# Argo CD — noble (bootstrap)

**Prerequisites:** cluster **Ready**, **Traefik** + **cert-manager**; DNS **`argo.apps.noble.lab.pcenicni.dev`** → Traefik **`192.168.50.211`** (see **`values.yaml`**).

## 1. Install

```bash
helm repo add argo https://argoproj.github.io/argo-helm
helm repo update
helm upgrade --install argocd argo/argo-cd \
  --namespace argocd \
  --create-namespace \
  --version 9.4.17 \
  -f clusters/noble/bootstrap/argocd/values.yaml \
  --wait
```

**RBAC:** `values.yaml` sets **`policy.default: role:readonly`** and **`g, admin, role:admin`** so the local **`admin`** user keeps full access while future OIDC users default to read-only until you add **`policy.csv`** mappings.

## 2. UI / CLI address

**HTTPS:** `https://argo.apps.noble.lab.pcenicni.dev` (Ingress via Traefik; cert from **`values.yaml`**).

```bash
kubectl get ingress -n argocd
```

Log in as **`admin`**; initial password:

```bash
kubectl -n argocd get secret argocd-initial-admin-secret \
  -o jsonpath='{.data.password}' | base64 -d
echo
```

Change the password in the UI or via `argocd account update-password`.
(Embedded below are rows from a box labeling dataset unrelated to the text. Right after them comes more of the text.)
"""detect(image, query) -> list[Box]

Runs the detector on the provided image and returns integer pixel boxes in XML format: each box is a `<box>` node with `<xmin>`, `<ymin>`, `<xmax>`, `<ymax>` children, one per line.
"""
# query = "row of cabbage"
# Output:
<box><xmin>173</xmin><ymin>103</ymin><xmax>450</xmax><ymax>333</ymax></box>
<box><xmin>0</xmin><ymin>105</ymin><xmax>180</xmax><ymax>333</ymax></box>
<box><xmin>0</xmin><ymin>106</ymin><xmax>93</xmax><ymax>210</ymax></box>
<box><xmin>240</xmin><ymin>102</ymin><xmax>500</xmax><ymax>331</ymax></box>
## 3. Register this repo (if private)

Use **Settings → Repositories** in the UI, or `argocd repo add` / a `Secret` of type `repository`.

## 4. App-of-apps (optional)

1. Edit **`root-application.yaml`**: set **`repoURL`** and **`targetRevision`** to this repository. The **`resources-finalizer.argocd.argoproj.io/background`** finalizer uses Argo’s path-qualified form so **`kubectl apply`** does not warn about finalizer names.
2. Commit **`Application`** manifests under **`apps/`** (see **`apps/README.md`**).
3. Apply the root:

   ```bash
   kubectl apply -f clusters/noble/bootstrap/argocd/root-application.yaml
   ```

**`apps/noble-platform.yaml`** lists Helm charts and a Git **`path`** for **`clusters/noble/apps`** (see **`kustomization.yaml`** there).

## Versions

Pinned in **`values.yaml`** comments (chart **9.4.17** / Argo CD **v3.3.6** at time of writing). Bump **`--version`** when upgrading.